Time and time again Republicans show us who they are. Playing hot potato with the nation's economy is something they've embraced as a key strategy over the past decade. First with Obama and now with Joe Biden, we've seen the country's credit rating downgraded due to Republican sabotage. In fact, it was Fitch, a leading credit agency, that stated that it was "an erosion of governance" that led to their recent August downgrade, and they specifically mentioned both the current polarization as well as the actions and events of January 6 in their report. Fitch actually said, "The repeated debt limit political standoffs and last-minute resolutions have eroded confidence in fiscal management." These downgrades were part of a larger Republican plan to damage the economy so that the Democratic president in charge would suffer the fallout. They continually set these fires and hope that the American people blame the firemen and not the arsonists. 

Fortunately, this strategy has not panned out thus far. After the 2011 credit downgrade, Barack Obama was able to win re-election in 2012. Just under two months after Fitch's credit downgrade, it was the Democrats' united front and unfavorable polling for the GOP positions that forced House Speaker Kevin McCarthy to make an 11th-hour deal back in September to avoid a shutdown, a deal so perilous for Speaker McCarthy that it ultimately cost him his leadership position. Just over a month later, Democrats swept to resounding wins in Ohio, Pennsylvania, New Jersey, Virginia, and Kentucky showing once again that voters are tired of Republicans' childish antics. For all the blubbering bluster that Republicans like to make about Democrats and the economy, what's actually concerning to voters is the stripping away and rights and bodily autonomy for women throughout the country. Voters are exponentially more concerned about that than a downgraded national credit rating from a credit agency. 

But Republicans can't help themselves.
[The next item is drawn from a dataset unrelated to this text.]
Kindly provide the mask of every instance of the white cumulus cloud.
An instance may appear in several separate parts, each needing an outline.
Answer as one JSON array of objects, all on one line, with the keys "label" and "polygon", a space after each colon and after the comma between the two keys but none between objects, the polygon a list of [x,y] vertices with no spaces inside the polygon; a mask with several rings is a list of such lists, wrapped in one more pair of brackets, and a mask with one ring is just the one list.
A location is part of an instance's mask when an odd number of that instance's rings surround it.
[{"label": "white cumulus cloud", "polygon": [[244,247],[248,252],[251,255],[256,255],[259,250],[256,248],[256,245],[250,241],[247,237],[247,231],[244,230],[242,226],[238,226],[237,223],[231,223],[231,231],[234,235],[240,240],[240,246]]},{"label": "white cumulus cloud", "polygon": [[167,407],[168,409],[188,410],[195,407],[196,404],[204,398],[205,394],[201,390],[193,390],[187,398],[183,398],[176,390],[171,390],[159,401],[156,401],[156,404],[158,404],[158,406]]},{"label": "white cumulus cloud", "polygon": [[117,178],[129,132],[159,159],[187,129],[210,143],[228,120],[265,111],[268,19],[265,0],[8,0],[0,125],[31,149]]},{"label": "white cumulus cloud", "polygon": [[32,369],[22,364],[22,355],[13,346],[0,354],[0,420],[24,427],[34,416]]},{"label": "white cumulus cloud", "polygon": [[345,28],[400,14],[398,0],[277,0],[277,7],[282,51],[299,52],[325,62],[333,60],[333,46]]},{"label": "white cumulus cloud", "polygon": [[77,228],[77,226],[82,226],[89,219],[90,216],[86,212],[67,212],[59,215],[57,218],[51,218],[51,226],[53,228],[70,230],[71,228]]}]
This is who they are. Everything is a projection. Joe Biden's policies have been top-notch. The unemployment level is at a historic low. Unions are winning critical victories from autoworkers at the Big Three auto companies to Hollywood writers and actors. There is no recession in sight, much to the dismay of the entire Republican Party. The last thing the GOP needs is an unforced shutdown right before the holiday season. Do they really want to shut down the country the week before Thanksgiving? Do they want to disrupt holiday travel for tens of millions of Americans? Is this how the "united" House GOP really wants to announce itself to the American people?

Hopefully not, but with this lot we can never be sure. What we can be sure of is that Democrats are and continue to be the adults in the room. Joe Biden, Chuck Schumer, Hakeem Jeffries, and the rest of the Democrats in leadership have earned our trust. They've played chicken with this current iteration of House GOP leadership and have forced them to blink time and time again. Mike Johnson is no different. He may play himself off as a man of superior intellect but deep down he knows he's on a short leash. He knows he is one Matt Gaetz-initiated vote away from being sent back to relative obscurity. Johnson needs a win and for that to happen he needs Democrats onboard. They know this and they know they once again have a winning hand. For the second time in under two months, it will be the Democratic Party that will continue to ensure that we as a country pay our bills as we promised to do. 

Because that is what responsible governance looks like.